В Новом Свете (Ефимов) - страница 287

.

Этот феномен, это вытеснение религии литературой в сердцах россиян я тоже пытался — не без иронии — обрисовать в романе «Седьмая жена». Там американский дипломат описывает герою, плывущему в Ленинград, особый слой советских граждан, которых он называет «словопоклонники»:

«Главная и любимейшая тема — их новое Священное Писание — изящная словесность... Иностранцу нелегко бывает понять и оценить эту часть разговорного культа, потому что он, как правило, не знает в нужной мере священных текстов. Он только может понять, что вот сейчас цитата из святого Достоевского скрестилась с цитатой из святого Лермонтова, а теперь другому собеседнику удалось несколькими строчками святого Пушкина зачеркнуть целую главу из святого Чехова. Не всегда понимаешь, о ком идёт речь, потому что главных святых принято называть не по фамилии, а по имени-отчеству: Лев Николаевич, Николай Васильевич, Анна Андреевна, Михаил Афанасьевич. Впрочем, в каких-то ситуациях это может прозвучать панибратски и неуместно. Здесь есть масса тонкостей. Кроме главных священных текстов, есть ещё километры второстепенных, есть целые библиотеки комментариев и комментариев к комментариям — всё это тоже вовлекается в разговорные бдения и питает их, как нескончаемый словесный планктон»[106].

Книги о книгах стали по сути богословием этой новой религии. В V веке от Р.Х. мой Пелагий писал большой труд о посланиях святого Павла и был проклят за это церковью. Пятнадцать веков спустя православная церковь отринула Толстого за его истолкование Евангелия. В советскую эпоху арестовывали и бросали в тюрьму не только за стихи и романы, но даже за чистое литературоведение. И не зря. Ведь если какие-то стихи или проза захватывали власть над сердцем читателя, это было явным умалением полновластия коммунистической партии. Идеологическая машина должна была присвоить себе всю русскую классику и строго следить, чтобы её истолкование оставалось в прокрустовых рамках марксизма-ленинизма.

В моей душе, уже где-то лет в тринадцать, осознание моей несовместимости с советской властью началось именно с осознания её несовместимости с Пушкиным, Гоголем, Толстым, Чеховым, которыми я зачитывался тогда. Смиряться с унизительным упрощением любимых писателей, повторять у доски примитивную чушь школьного учебника было мучительно, ощущалось как предательство первой подлинной любви. Но, вырастая, я обнаружил, что моего Пушкина я так же не могу отдать ни Лотману, ни Синявскому, ни Вайлю с Генисом, ни даже Цветаевой.

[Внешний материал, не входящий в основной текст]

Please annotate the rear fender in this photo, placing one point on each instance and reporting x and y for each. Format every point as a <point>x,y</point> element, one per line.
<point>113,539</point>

В XVI веке дух сомнения и анализа взорвал изнутри тысячелетнюю постройку католического богословия. Реформаторы кинулись создавать на развалинах новые убежища, в которых душа человека, жаждавшая единства картины мира, могла бы укрыться от леденящих вопросов, обжигающих страхов, изматывающих противоречий, ослепляющих видений. Но единства достичь не удалось. Последователи Лютера, Кальвина, Эразма Роттердамского, Джона Нокса были единодушны только в своей ненависти к католической церкви. Не так ли и российская интеллигенция могла лелеять иллюзию своей солидарности только до тех пор, пока она была теснима монархическим, церковным или коммунистическим полновластием? По крайней мере сегодня мы видим, что люди и в России, и в эмиграции отстаивают свои литературные вкусы и пристрастия с такой страстью, будто от них зависит спасение души и жизнь вечная.